Facilitating Machine Learning Research to Inform Coronavirus Response

Original article can be found here (source): Artificial Intelligence on Medium

The machine learning community should actively engage in these discussions and contribute possible solutions to actionable problems.

One interesting direction could be to identify the effect that different mitigation and suppression strategies have in terms of benefits and costs. “Benefits” in this case would correspond to reductions in the effective reproduction number R, potential lives saved and long-term socio-economic benefits, while “costs” could reflect the resulting burden on the healthcare system, short-term economic consequences, and possible long-term economic restructuring.

Many of the recent epidemiological predictions and analyses are performed for the US as a whole. However, identifying relationships between “benefits” and “costs” will likely require a much higher granularity of analysis. This is because highly localized contextual factors, such as population density, demographics, hospital capacity, or primary means of transportation, will affect critical parameters for computational epidemiological modeling, including the effective reproduction number R. The COVID-19 outbreak on the Diamond Princess cruise ship hints at this circumstance.
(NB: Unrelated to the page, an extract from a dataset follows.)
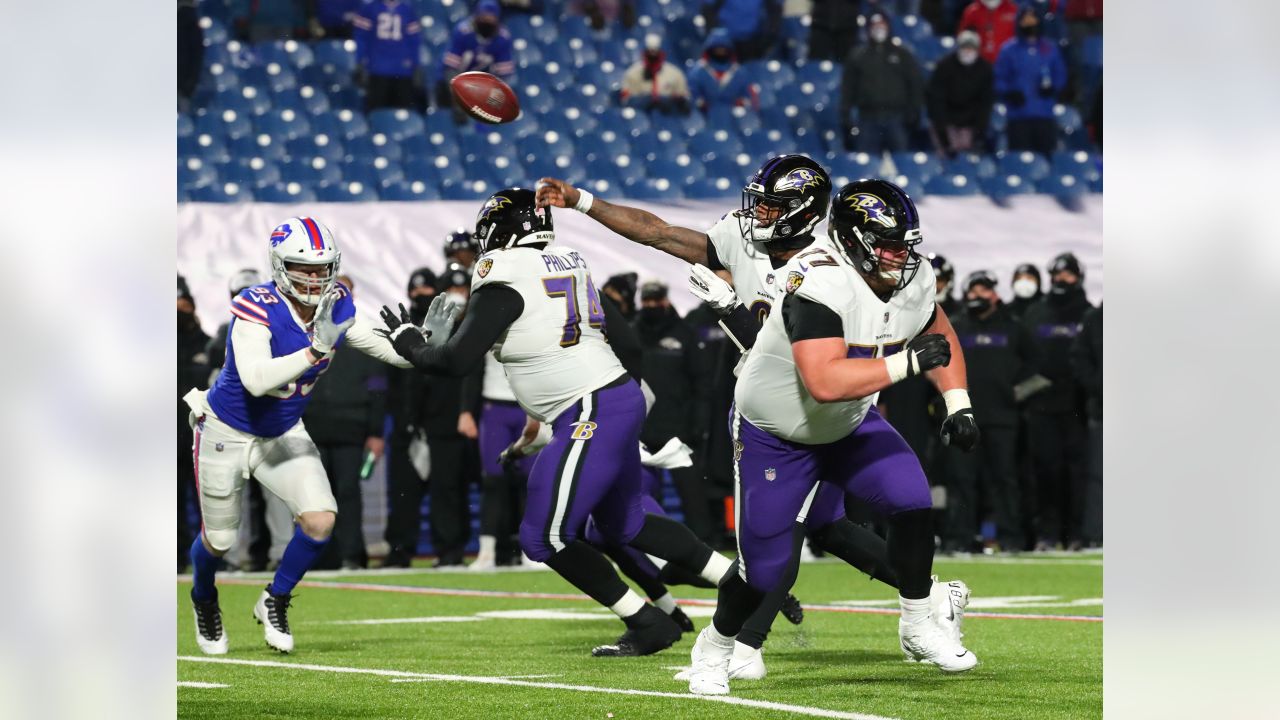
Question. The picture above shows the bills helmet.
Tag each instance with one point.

The same argument holds for predicting the “cost” of interventions, since certain industries are much more strongly affected than others. This suggests that some areas with a susceptible demographic or socioeconomic composition might be much more severely impacted by aggressive interventions that target disease suppression.
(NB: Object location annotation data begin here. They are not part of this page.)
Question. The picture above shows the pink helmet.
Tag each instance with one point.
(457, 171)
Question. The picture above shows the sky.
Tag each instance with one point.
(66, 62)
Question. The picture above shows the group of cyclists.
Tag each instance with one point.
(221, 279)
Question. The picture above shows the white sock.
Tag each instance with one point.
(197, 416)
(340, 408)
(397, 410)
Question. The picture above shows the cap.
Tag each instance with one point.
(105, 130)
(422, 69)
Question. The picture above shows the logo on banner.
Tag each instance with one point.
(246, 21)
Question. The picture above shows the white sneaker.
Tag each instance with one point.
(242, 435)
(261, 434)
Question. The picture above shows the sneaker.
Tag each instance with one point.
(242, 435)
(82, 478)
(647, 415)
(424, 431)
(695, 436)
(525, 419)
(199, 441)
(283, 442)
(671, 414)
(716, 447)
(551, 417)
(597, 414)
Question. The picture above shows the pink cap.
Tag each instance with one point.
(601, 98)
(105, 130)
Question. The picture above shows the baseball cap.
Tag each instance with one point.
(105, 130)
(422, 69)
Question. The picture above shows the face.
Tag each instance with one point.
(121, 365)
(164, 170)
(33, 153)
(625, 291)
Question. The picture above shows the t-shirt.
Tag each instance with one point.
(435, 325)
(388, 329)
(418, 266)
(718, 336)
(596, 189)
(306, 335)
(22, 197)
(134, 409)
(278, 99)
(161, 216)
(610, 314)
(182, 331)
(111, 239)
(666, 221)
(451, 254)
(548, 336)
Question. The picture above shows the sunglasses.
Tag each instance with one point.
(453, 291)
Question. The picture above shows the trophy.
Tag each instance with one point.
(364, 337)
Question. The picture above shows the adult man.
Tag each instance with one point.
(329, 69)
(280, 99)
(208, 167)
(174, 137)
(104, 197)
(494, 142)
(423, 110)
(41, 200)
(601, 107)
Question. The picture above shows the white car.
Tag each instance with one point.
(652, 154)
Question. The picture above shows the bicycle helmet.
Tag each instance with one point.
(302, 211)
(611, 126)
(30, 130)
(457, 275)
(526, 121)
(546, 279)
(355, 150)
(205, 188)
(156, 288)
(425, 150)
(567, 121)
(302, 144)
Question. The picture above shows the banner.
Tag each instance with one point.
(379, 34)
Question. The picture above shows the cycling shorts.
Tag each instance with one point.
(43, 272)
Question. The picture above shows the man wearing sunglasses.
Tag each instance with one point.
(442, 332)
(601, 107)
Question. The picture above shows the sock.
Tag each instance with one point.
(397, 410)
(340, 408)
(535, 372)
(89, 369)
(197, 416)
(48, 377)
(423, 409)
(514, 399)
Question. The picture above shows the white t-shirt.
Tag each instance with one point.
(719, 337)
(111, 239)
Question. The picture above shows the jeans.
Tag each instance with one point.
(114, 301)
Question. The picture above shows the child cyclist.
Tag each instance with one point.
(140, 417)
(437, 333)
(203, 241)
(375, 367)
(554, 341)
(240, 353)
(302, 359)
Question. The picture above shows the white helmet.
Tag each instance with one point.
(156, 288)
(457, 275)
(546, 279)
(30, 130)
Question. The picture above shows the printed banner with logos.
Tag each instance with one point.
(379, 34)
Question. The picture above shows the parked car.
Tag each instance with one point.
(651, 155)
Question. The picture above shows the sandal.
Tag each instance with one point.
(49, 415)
Thinking about this problem raises several underlying questions:

  • Is there a relationship between demographic, socioeconomic, or other factors and the spread of the disease? If yes, what are those factors and how can that relationship be understood? This is one of the ideas behind the recent COVID-19 Forecasting Challenge.
  • Can we use contextual data to better understand and model the economic impact of the epidemic and the corresponding reactive interventions to adjust response strategies?
  • Can contextual data help to more reliably predict the burden on the healthcare system and (re-)allocate resources?
  • Using region-specific data, can we more accurately model the effect of public health interventions such as social distancing or the closing of bars and restaurants?